We had an important project to do: build and keep updated some transformed tables in BigQuery with data that comes from a transactional system. We needed 3 pieces: the code that build the tables, a place to deploy this code and a scheduler to call it. Given the code piece was in Python, we had to evaluate different platforms to deploy.
The platform chosen was Google Cloud Functions. Actually there is a nice diagram to let you choose among Google services that helped out (but for some reason it was not easy to found). We could’ve tried it deploying on our own hardware server, but a lateral idea with this project was testing the cloud.
Cloud Functions are perhaps the easiest way to deploy your code: given it’s Python, Go or Node.js; for other languages you could try the new Cloud Run, which is basically a docker container that is executed on an external event. A Cloud Function can be triggered using a HTTP call, a Google PubSub message, or some platform internal events (like when a file is uploaded). In our case, we use Google Scheduler (a basic cron) that sends a PubSub message.
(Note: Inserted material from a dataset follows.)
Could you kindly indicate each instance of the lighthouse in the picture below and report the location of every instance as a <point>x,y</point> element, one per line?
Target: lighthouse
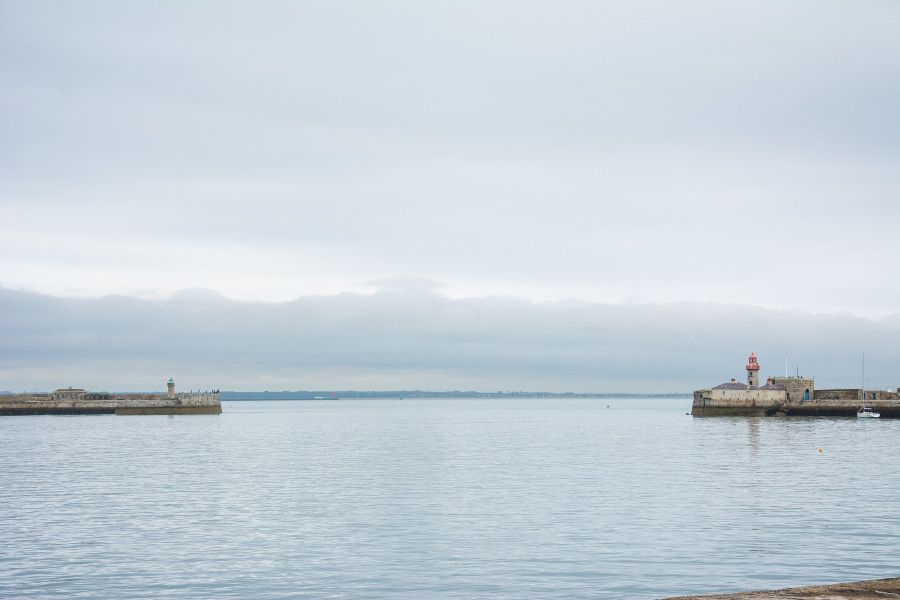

Up to here everything sounds perfect, but we found 4 minor problems due to the lack of knowledge of the platform:
DEPLOY AND LOGS WITH DELAY
As you deploy and use the Function on the cloud, the results will come with delay. This is not a real problem, but if you’re get used to work with “tail” or other console scripts to explore the logs, you have to relax and wait a couple of minutes before sentencing your code is not working.
Cloud Function’s documentation says that this product is intended to short-running scripts, so it comes with a 1 minute timeout. We missed this detail at first, and the actual use misled us to think there was no timeout: if you manually launch the Function, apparently there is no timeout and runs for several minutes. But later, having a look at the logs, we found the timeout error (that actually is logged as INFO instead of ERROR!). It seems that when our script uses more than 1 minute, it continues until somebody else asks for resources: so if we are in a relaxed pool, we can be lucky and run it more time.
However you can configure, on deploy time, the timeout limit up to 9 minutes. Unluckily our code runs for 11 minutes, so we had to split it.
NO WRITE PERMISSIONS
The library we use does some disk-writing internally, and we didn’t realize it until we saw the problem in the logs. The good thing is that you can just write in /tmp, so we only had to reconfigure the library to write there. The weird thing is that anything that your code writes into /tmp is also written in the function log, so the logs can become difficult to follow.
This was the most trickiest one! We are using a Python library that, by default, creates 4 threads of execution. For some reason this doesn’t work well on Cloud Functions, and sometimes the connection with BigQuery is closed before all threads have finished. So we had to use an undocumented feature of the library to work only with a single thread.
Summing up, Google Cloud Functions is a lightweight way to execute your Python scripts, with a really way to deploy and use. But sometimes things go wrong under the hood, so you should READ THE LOGS to find out if all is ok. Checking that the final results matches what you expect will help too (for instance, doing automated test-queries that try to find non matching numbers).
Disclaimer: we chose Google Cloud Functions due to the particular background of the company (team, knowledge, etc). Depending on the task to do, you might want to have a look at other more specific products, that could help you better to make ETLs or processing data (for instance, Dataflow/Beam on Google platform).